Leerdoelen
- Herinner de kenmerken van een bacteriële celwand
Bacteriële cellen hebben geen membraangebonden kern. Hun genetisch materiaal bevindt zich naakt in het cytoplasma. Ribosomen zijn hun enige type organel. De term “nucleoïde” verwijst naar het deel van het cytoplasma waar het chromosomale DNA zich bevindt, gewoonlijk een enkelvoudig, cirkelvormig chromosoom. Bacteriën zijn gewoonlijk eencellig, behalve wanneer zij in kolonies voorkomen. Deze vooroudercellen planten zich voort door middel van binaire splijting, waarbij zij hun genetisch materiaal dupliceren en vervolgens in wezen splitsen om twee dochtercellen te vormen die identiek zijn aan de ouder. Een wand buiten het celmembraan biedt de cel steun en bescherming tegen mechanische belasting of beschadiging door osmotische breuk en lysis.

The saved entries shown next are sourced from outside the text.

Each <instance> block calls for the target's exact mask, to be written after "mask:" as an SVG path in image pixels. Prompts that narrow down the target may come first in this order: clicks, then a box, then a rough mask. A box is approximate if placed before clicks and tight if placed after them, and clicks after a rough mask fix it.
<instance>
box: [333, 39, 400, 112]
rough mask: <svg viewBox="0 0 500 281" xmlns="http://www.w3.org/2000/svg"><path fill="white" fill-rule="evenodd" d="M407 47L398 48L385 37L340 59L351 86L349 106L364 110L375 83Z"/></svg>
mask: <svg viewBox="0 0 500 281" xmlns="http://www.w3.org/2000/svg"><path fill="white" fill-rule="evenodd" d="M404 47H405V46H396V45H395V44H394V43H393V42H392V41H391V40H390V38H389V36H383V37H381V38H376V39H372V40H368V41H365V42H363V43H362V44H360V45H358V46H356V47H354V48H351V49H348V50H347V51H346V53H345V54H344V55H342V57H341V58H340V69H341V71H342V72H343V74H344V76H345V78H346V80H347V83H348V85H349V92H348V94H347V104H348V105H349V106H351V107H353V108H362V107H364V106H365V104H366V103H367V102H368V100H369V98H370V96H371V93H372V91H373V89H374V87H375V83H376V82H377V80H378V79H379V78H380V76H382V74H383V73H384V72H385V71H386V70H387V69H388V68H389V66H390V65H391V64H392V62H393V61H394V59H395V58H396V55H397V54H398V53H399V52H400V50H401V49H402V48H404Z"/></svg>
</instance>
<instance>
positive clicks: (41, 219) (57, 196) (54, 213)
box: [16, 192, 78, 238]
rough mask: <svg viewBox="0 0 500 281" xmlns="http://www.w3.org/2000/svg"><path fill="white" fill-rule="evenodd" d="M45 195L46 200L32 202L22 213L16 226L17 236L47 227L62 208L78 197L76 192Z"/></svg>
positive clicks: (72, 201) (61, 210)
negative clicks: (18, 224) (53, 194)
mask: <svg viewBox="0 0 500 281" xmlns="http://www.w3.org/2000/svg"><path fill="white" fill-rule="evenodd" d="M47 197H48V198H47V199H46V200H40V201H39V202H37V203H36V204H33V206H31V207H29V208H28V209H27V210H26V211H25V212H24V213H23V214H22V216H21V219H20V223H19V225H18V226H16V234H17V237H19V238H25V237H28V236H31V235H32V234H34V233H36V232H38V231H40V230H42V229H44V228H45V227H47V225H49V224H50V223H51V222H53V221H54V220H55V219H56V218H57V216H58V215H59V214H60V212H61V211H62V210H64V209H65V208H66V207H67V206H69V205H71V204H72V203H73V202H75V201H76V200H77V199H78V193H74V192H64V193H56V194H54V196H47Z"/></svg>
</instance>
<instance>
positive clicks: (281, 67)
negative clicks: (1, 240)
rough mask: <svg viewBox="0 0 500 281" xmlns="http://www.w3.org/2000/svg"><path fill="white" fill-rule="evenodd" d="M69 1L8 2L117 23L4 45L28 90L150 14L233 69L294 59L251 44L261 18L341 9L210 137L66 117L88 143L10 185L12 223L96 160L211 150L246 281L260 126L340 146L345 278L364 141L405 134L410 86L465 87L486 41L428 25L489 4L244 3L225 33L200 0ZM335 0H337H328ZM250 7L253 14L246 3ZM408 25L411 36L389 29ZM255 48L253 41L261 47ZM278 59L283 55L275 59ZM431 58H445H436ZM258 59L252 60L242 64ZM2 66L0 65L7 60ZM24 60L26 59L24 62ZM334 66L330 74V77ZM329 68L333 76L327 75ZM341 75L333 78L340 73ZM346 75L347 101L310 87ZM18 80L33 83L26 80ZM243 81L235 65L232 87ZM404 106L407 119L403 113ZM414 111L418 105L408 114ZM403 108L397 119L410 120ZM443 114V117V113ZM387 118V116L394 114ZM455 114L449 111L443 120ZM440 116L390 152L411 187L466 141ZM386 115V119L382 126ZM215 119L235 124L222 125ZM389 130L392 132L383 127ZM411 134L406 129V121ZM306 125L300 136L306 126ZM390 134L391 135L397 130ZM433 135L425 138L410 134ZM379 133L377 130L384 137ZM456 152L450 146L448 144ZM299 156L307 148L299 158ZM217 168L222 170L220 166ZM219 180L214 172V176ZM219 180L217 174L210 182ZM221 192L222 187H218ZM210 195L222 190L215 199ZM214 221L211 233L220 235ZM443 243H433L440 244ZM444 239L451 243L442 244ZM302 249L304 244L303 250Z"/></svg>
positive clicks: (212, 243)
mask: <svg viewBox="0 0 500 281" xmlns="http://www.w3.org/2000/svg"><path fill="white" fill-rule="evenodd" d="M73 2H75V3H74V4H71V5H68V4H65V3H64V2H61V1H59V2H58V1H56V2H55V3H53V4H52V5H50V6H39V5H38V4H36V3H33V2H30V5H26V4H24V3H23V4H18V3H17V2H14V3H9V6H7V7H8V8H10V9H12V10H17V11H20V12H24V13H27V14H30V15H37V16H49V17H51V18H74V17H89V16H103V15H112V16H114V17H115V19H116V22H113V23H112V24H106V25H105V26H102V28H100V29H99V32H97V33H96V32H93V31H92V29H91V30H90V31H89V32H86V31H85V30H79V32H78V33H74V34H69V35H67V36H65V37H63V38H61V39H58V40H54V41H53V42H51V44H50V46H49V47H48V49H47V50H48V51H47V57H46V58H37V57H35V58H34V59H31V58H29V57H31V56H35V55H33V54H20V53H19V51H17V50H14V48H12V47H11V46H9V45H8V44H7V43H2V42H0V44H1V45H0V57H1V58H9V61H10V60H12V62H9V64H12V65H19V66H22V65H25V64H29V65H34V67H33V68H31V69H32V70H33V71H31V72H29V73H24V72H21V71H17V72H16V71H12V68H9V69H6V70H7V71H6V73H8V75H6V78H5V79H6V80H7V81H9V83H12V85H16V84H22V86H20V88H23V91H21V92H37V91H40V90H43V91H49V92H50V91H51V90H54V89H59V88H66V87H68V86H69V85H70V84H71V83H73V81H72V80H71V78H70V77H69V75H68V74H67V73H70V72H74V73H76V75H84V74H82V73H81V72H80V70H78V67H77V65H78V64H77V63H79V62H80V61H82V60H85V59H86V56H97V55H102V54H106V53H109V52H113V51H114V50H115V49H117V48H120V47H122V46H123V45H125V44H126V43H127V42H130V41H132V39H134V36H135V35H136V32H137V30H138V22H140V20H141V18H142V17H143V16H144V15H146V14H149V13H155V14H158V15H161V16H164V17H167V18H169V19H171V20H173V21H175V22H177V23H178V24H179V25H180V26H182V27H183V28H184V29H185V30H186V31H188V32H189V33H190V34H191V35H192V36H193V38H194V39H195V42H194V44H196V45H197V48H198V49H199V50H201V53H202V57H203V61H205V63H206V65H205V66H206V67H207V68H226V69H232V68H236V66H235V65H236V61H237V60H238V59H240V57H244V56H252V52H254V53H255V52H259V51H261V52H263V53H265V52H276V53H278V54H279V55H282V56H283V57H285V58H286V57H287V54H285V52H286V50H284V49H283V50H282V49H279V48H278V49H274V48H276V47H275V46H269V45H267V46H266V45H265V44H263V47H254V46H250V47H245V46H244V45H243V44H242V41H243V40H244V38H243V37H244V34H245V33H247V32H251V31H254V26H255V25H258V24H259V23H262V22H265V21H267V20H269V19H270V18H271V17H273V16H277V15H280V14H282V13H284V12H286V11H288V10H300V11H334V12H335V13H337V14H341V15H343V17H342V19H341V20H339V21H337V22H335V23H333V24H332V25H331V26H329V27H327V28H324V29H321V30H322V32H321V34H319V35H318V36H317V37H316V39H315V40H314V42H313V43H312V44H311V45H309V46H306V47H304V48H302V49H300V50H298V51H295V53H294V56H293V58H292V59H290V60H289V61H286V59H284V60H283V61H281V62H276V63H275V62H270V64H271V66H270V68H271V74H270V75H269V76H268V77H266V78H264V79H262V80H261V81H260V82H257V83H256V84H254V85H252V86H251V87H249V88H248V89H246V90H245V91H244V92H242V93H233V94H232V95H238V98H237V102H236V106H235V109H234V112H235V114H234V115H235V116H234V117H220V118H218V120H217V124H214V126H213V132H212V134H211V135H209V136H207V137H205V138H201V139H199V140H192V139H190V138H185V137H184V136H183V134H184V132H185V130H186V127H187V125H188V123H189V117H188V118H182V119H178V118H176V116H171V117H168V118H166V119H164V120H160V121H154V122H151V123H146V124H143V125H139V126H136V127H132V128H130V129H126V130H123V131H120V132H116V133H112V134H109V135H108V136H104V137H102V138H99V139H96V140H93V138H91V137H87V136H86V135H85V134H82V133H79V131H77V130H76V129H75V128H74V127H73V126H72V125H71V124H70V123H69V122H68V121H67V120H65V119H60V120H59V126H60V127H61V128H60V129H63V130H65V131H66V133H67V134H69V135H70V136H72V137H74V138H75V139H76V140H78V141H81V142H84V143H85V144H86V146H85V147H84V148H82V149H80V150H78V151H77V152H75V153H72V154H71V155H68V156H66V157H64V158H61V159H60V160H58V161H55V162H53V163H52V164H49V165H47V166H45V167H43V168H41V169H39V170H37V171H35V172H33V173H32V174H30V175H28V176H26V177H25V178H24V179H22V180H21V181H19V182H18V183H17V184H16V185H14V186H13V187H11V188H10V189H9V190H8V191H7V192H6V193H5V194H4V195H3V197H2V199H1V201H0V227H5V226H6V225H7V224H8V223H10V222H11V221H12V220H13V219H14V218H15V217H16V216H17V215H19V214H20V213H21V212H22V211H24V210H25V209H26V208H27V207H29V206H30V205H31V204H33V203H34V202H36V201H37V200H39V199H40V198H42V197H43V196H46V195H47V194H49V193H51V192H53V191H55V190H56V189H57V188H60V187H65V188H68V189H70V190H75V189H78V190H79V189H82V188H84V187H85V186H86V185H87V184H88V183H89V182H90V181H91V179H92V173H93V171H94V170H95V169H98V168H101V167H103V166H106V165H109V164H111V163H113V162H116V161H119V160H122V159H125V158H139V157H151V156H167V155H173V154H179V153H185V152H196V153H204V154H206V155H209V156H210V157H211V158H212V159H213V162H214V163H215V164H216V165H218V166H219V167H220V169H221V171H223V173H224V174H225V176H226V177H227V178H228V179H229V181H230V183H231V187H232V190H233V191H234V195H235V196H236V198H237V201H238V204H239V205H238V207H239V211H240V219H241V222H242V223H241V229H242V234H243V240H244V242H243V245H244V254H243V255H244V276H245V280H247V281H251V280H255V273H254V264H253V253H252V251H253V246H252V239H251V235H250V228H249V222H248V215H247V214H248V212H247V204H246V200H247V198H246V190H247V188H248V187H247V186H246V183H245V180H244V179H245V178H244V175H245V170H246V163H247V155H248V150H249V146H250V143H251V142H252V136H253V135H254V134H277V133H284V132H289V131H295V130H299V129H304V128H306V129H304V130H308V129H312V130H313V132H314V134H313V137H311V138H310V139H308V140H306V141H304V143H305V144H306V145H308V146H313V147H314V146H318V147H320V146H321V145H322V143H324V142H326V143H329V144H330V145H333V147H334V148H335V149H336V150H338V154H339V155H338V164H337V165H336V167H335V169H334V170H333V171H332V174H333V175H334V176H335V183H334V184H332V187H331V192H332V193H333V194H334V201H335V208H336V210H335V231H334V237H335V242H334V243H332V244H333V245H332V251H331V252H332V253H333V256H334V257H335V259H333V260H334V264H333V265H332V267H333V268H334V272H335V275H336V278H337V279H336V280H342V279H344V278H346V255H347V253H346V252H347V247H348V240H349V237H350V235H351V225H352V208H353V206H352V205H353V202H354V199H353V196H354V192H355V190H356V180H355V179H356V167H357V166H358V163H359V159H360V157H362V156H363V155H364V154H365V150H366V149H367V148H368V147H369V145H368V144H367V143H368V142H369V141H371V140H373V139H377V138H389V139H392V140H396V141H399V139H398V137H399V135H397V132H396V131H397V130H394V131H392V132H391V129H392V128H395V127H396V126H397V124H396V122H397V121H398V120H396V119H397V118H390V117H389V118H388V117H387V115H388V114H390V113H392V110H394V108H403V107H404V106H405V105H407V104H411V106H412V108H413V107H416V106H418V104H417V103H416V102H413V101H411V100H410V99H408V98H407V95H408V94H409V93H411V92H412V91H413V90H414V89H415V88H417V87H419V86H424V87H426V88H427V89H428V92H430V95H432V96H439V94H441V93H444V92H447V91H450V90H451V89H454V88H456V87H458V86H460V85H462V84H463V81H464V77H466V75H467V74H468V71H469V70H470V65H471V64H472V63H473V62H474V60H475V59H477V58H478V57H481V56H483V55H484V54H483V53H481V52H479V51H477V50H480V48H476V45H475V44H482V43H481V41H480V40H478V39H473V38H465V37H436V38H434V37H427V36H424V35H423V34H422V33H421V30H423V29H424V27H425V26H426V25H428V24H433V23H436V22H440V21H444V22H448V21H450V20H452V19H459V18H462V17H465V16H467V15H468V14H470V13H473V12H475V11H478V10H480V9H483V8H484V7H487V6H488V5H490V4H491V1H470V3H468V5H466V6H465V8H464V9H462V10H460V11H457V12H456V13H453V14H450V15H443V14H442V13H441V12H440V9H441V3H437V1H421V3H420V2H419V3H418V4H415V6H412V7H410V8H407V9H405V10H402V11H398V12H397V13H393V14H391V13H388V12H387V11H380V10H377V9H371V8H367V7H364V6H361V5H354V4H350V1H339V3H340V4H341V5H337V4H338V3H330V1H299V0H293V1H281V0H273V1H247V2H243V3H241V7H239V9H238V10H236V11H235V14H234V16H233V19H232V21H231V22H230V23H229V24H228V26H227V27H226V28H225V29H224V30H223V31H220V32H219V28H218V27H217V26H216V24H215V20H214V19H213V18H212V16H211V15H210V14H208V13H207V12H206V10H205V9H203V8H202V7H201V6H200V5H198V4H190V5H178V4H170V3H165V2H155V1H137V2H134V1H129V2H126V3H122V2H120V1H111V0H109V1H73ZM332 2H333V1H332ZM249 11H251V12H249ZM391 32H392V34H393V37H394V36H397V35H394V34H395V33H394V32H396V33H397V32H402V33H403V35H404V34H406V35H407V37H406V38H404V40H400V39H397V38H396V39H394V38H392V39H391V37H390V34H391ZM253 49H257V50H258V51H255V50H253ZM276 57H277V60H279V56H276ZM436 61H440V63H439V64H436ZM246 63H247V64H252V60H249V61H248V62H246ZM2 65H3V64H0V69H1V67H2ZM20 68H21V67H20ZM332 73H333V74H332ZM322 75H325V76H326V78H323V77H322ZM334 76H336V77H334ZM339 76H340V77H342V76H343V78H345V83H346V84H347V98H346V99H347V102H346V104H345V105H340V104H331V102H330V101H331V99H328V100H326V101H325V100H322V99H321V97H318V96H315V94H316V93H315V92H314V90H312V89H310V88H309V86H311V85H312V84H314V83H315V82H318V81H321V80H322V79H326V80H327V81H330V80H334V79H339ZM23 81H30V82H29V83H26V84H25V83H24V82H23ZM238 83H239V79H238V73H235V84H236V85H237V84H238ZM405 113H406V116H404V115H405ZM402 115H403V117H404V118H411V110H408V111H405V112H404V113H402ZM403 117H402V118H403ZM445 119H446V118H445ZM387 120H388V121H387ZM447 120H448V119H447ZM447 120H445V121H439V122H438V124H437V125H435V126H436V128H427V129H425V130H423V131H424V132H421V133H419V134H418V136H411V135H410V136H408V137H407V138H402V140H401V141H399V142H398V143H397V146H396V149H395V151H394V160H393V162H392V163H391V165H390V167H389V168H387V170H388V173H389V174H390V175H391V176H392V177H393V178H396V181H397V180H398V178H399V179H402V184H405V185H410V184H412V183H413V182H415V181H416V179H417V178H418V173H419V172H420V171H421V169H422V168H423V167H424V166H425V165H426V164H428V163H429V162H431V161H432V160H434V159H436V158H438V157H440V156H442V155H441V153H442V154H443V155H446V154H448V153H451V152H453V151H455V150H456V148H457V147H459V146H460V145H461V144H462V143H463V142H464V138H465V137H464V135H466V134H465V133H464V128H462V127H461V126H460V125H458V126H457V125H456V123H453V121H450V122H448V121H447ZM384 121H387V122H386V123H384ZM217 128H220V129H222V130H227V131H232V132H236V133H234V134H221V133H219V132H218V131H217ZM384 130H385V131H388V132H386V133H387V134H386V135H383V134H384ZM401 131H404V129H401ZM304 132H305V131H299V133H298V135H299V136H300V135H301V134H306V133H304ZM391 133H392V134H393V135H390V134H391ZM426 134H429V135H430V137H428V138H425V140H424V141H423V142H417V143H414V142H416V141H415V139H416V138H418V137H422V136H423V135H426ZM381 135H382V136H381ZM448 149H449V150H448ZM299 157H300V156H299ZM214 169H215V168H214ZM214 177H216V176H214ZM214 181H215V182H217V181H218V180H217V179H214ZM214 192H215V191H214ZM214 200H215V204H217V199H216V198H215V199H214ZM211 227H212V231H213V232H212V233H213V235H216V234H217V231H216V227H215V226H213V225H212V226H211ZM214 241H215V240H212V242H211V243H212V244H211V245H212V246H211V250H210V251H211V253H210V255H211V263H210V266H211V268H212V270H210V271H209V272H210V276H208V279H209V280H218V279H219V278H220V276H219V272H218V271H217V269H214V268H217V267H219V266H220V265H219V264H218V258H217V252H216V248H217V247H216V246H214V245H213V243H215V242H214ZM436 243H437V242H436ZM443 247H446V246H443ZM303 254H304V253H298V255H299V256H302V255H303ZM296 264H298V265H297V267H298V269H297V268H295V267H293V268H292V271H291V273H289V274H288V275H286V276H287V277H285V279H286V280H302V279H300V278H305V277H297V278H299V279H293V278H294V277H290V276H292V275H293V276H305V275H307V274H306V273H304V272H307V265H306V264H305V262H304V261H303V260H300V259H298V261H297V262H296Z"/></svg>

Het belangrijkste bestanddeel van de bacteriële celwand is peptidoglycaan of mureïne. Deze stijve structuur van peptidoglycaan, die alleen kenmerkend is voor prokaryoten, geeft de cel vorm en omgeeft het cytoplasmamembraan. Peptidoglycaan is een enorm polymeer van disachariden (glycanen) die met elkaar verbonden zijn door korte ketens van identieke aminozuren (peptiden) monomeren. De ruggengraat van de peptidoglycaanmolecule bestaat uit twee glucosederivaten: N-acetylglucosamine (NAG) en N-acetlymuraminezuur (NAM) met een pentapeptide dat van NAM afkomt en enigszins varieert van bacterie tot bacterie. De NAG- en NAM-strengen worden gesynthetiseerd in het cytosol van de bacterie. Zij zijn met elkaar verbonden door inter-peptide bruggen. Zij worden over het cytoplasmamembraan getransporteerd door een transportmolecule, bactoprenol genaamd. Vanaf het peptidoglycaan naar binnen toe lijken alle bacteriecellen sterk op elkaar. Verder naar buiten toe verdeelt de bacteriële wereld zich in twee grote klassen: Gram-positief (Gram +) en Gram-negatief (Gram -). De celwand levert belangrijke liganden voor aanhechting en receptorplaatsen voor virussen of antibiotica.
Key Points
- Een celwand is een laag die zich buiten het celmembraan bevindt en die voorkomt bij planten, schimmels, bacteriën, algen, en archaea.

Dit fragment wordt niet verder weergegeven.